A importância do não em sociedade

Mas o não continua a ser importante? Continua, pois. “Ainda que a sociedade valorize sobretudo a lógica positiva, é uma forma de reflexão crítica, de ser contra o sistema, que se reveste de grande importância, nomeadamente em problematizações hegemónicas”, realça Paula Guerra, lembrando que “muitos dos movimentos sociais começaram precisamente pelo não”, mas que, no último quarto de século, “essa questão contracultural não tem tido tanto sucesso quanto isso”.

E se o não é importante em sociedade, a nível pessoal é fundamental. “Passa também por um poder de afirmação da própria pessoa. Quando não conseguimos contrapor ideias, acabamos por anular as nossas opiniões. É muito importante que todos nós tenhamos essa capacidade. Senão acabamos por criar uma espécie de máscara social”, avisa Lígia Gomes.

E pode haver consequências a vários níveis. “A nível comportamental, pode existir algum tipo de abuso ou podemos acabar a ter comportamentos que não queremos ter e que se refletem no nosso bem-estar. A nível laboral, se não se consegue dizer que não pode-se facilmente chegar a um ponto de exaustão. E na vida pessoal igual.”

E para quem tem essa intrínseca dificuldade em dizer não nos vários contextos, o que há a fazer? “Primeiro, é preciso que as pessoas queiram mudar esse comportamento, que é a parte mais difícil da consulta”, esclarece de antemão a psicóloga Lígia Ferreira Gomes.

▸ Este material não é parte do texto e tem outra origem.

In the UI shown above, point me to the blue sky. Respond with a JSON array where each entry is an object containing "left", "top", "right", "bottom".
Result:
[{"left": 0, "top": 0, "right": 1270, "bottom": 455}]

Depois da mentalização, a ideia é ir passo a passo. “O que tenho reparado é que basta incentivarmos o dizer que não a pequeninas coisas, que as diferenças vão-se começando a notar. Isso vai potenciar o bem-estar e a resposta delas noutras situações, em maior escala.”

Outro exercício que pode ser interessante prende-se com o regresso à identidade da pessoa. “Ao fim de muito tempo neste tipo de comportamentos, a identidade da pessoa acaba por se anular e muitas vezes chega a um ponto em que já não sabe o que é nem o que quer. Temos de fazer exercícios para se voltarem a identificar e a perceber o que querem e o que não querem.”

Mas, como quase sempre, as generalizações são perigosas. E, no limite, até pode haver casos em que o não conseguir dizer que não aparentemente não representa um problema. Júlio Magalhães que o diga: “Sei que para quem lida comigo é um defeito, mas tenho levado bem a vida assim.”